The museum’s president, former Chancellor George Osborne, is said to have been in talks with Greek Prime Minister Kyriakos Mitsotakis since last November.
While Mr Osborne has pledged not to “dismantle our large collection”, talks are at an “advanced stage”, sources quoted by Greek daily Ta Nea said.
The marbles are made up of 17 figures and an elaborate frieze that decorated the 2,500-year-old Parthenon temple at the Acropolis in Athens.
They were taken by Lord Elgin in the early 19th century when he was British Ambassador to the Ottoman Empire.
Like many artifacts transported to Britain during Imperial times, the Marbles have been the subject of a long-running dispute over where they should be displayed or returned.

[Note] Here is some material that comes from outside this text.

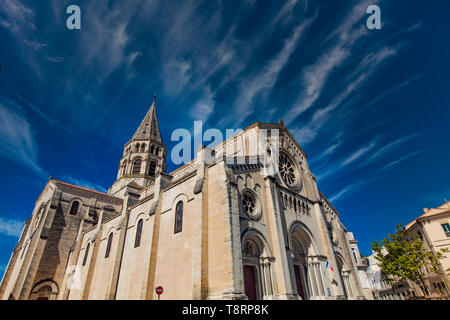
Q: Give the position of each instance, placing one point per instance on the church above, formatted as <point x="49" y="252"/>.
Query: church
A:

Mr Mitsotakis repeatedly requested that the sculptures be transferred, even offering to lend other treasures to the British Museum in return.
A spokesperson for the Parthenon Project, a campaign advocating the return of the marbles, hailed the talks as a “positive sign” and insisted that a “win-win solution” to the age-old debate is possible.
The British Museum said: “We have publicly called for a new Parthenon partnership with Greece and we will talk to anyone, including the Greek government, about how to take this forward.”
“As the chairman of the trustees said last month, we abide by the law and we are not going to dismantle our great collection because it tells a unique story of our common humanity.”
“But we are looking for new, positive, long-term partnerships with countries and communities around the world, and that of course includes Greece.”
The Parthenon Project said: “With broad support for reunification among Greek and British audiences and constructive dialogue based on mutual trust, a solution to this long-standing problem is finally within reach.
“We advocated for an agreement that is beneficial to both Greece and Britain, centered on a cultural partnership between the two countries.
“This would allow the British Museum to continue to play its role as ‘museum of the world’ showcasing magnificent Greek artefacts in rotating exhibitions, with the Parthenon sculptures brought together in their rightful home in Athens.”